I recently reviewed the v1 code and have some questions about v1/core/SpecializedMmanager
. Inside it, there’s a SlidingWindowManager
for sliding window attention. When calculating the blocks to be discarded, it uses the following two lines of code:
last_useful_token = num_computed_tokens - self.sliding_window + 1
last_useful_block = last_useful_token // self.block_size
However, in boundary cases, it seems that a block might be deleted prematurely. Here’s an example:
Suppose a request has already computed 63 tokens. The block size is 16, and the sliding_window
size is also 16. Currently, there are 4 blocks, storing tokens [1 - 16], [17 - 32], [33 - 48], and [49 - 63] respectively. At this moment, the sliding window should cover tokens [48 - 63], and the 48th token is in the 3rd block. Therefore, the function should keep the 3rd and 4th blocks and delete the 1st and 2nd blocks.

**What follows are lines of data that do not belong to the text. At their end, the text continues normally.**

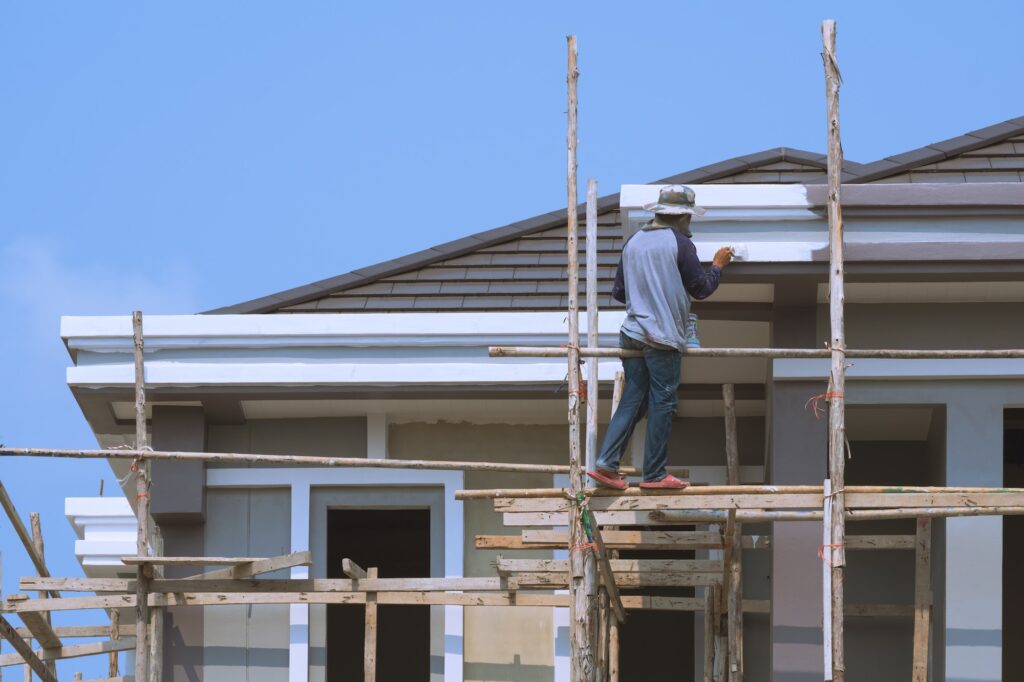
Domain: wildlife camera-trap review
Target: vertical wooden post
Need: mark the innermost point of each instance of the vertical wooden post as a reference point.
(112, 665)
(837, 388)
(593, 386)
(733, 552)
(37, 541)
(157, 616)
(613, 650)
(616, 390)
(721, 642)
(370, 633)
(582, 582)
(922, 599)
(709, 675)
(592, 325)
(141, 467)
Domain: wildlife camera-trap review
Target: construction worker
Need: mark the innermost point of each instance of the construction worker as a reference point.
(658, 272)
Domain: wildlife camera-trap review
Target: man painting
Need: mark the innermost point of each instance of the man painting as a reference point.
(657, 274)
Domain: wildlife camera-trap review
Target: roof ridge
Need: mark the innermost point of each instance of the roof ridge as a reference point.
(930, 154)
(459, 247)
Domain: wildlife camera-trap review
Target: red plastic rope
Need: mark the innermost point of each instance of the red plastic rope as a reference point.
(821, 550)
(814, 402)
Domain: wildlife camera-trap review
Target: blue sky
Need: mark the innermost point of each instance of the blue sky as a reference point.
(180, 157)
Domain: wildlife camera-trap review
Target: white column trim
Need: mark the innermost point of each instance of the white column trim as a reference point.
(377, 435)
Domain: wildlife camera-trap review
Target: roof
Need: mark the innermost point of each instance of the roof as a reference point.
(522, 265)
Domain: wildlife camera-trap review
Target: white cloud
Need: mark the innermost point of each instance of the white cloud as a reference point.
(41, 281)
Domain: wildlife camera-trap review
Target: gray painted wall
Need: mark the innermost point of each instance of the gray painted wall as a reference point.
(247, 643)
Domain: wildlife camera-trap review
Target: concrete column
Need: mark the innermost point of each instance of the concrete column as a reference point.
(974, 546)
(179, 509)
(799, 455)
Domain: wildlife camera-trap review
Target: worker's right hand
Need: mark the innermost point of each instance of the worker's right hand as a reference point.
(722, 257)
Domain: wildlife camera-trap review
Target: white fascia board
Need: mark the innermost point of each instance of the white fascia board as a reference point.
(488, 371)
(399, 329)
(897, 370)
(732, 202)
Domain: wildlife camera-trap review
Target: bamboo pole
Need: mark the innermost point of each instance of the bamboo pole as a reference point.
(582, 583)
(860, 353)
(32, 662)
(141, 468)
(613, 651)
(922, 599)
(709, 672)
(837, 388)
(37, 541)
(592, 393)
(112, 664)
(290, 460)
(593, 371)
(157, 616)
(370, 633)
(734, 544)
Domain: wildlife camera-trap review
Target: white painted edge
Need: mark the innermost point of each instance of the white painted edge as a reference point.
(714, 197)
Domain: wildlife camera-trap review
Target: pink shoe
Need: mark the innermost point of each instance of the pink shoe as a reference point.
(606, 478)
(670, 482)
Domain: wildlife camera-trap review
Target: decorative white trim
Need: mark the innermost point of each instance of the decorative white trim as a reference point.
(107, 531)
(377, 435)
(732, 202)
(300, 481)
(366, 329)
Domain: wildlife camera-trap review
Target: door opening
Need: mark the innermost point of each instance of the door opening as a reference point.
(648, 637)
(1013, 550)
(397, 543)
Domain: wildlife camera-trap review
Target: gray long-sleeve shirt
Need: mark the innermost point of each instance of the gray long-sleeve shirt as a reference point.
(657, 274)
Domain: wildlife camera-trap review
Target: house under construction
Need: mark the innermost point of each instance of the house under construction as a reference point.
(367, 477)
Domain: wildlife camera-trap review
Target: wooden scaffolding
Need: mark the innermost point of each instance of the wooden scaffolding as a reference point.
(592, 525)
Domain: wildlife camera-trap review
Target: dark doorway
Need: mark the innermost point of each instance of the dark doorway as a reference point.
(656, 645)
(397, 543)
(1013, 551)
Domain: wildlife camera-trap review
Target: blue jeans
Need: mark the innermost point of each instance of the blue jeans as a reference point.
(651, 385)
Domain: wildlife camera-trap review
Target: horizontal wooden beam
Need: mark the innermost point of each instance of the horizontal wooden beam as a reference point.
(625, 565)
(74, 651)
(885, 353)
(259, 566)
(352, 569)
(25, 653)
(187, 560)
(880, 542)
(498, 598)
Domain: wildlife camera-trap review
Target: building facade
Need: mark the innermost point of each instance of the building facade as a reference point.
(390, 361)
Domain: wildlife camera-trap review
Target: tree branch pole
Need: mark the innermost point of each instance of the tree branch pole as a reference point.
(837, 388)
(141, 467)
(797, 353)
(592, 326)
(582, 583)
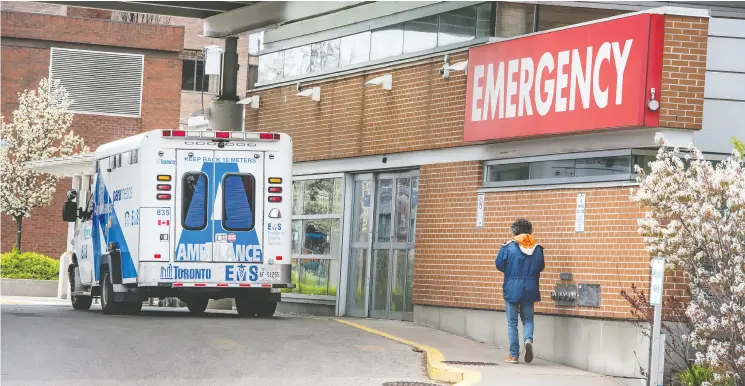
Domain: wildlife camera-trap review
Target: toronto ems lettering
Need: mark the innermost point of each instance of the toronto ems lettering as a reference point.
(560, 81)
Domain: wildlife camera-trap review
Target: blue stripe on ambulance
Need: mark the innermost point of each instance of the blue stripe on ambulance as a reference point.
(114, 235)
(246, 246)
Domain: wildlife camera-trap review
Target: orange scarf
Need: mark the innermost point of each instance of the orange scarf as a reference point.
(525, 240)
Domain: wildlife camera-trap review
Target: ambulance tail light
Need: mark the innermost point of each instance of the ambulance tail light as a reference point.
(174, 133)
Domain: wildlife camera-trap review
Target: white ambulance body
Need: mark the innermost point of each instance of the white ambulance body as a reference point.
(196, 215)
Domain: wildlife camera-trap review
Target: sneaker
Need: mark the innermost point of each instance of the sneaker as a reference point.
(528, 351)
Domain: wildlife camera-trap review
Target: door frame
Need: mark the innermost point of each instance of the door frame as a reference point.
(347, 246)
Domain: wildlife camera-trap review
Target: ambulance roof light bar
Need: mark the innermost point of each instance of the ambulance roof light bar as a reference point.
(221, 135)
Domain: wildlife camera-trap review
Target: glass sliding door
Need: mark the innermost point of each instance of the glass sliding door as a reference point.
(381, 265)
(360, 246)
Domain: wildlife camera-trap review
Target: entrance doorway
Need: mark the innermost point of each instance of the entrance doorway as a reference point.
(381, 258)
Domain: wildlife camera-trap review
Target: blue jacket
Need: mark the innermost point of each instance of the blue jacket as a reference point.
(522, 269)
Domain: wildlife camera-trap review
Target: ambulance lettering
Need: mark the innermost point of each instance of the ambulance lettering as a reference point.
(241, 272)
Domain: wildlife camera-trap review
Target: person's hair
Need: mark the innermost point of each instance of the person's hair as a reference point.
(521, 226)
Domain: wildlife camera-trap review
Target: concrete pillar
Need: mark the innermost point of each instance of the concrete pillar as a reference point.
(63, 285)
(225, 113)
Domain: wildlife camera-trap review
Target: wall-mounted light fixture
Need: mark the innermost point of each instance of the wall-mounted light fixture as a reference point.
(252, 101)
(384, 80)
(314, 93)
(447, 67)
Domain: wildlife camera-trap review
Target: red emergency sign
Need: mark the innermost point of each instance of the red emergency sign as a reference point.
(592, 77)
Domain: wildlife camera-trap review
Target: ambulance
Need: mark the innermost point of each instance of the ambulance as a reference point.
(196, 215)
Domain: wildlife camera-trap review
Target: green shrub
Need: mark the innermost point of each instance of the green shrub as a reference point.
(702, 374)
(28, 265)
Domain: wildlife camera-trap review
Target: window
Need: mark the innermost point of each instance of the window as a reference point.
(270, 66)
(420, 35)
(104, 83)
(552, 16)
(514, 19)
(238, 193)
(194, 201)
(193, 78)
(316, 235)
(457, 26)
(355, 49)
(567, 168)
(325, 55)
(297, 61)
(386, 42)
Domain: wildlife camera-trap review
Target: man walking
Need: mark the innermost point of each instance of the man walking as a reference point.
(521, 260)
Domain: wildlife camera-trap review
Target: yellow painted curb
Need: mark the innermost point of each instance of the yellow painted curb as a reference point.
(436, 369)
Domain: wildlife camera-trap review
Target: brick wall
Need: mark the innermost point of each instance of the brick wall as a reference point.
(44, 231)
(423, 111)
(79, 30)
(454, 264)
(90, 13)
(33, 7)
(683, 72)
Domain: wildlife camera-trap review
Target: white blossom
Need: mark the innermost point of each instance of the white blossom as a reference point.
(696, 219)
(39, 129)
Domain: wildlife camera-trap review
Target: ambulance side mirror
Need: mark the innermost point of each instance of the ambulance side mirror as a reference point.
(70, 209)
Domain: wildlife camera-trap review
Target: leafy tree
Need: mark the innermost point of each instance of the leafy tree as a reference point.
(696, 220)
(40, 129)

However, according to the code logic, it will calculate last_useful_token = 63 - 16 + 1 = 48
, last_useful_block = 48 // 16 = 3
. Then, following the subsequent for
loop for i in range(last_useful_block - 1, -1, -1)
, the blocks with indices [0, 1, 2]
in the list will all be deleted. That is, the 3rd block will also be removed. Won’t this lead to the deletion of the block where the 48th token is located?
I’m not clear about the logic of this part. Is it because the token to be computed in the current round is also included in the sliding window, so it’s assumed that they need to be shifted back by one position as a whole? Otherwise, in boundary cases, it seems that the block where the first token in the sliding window is located will be deleted.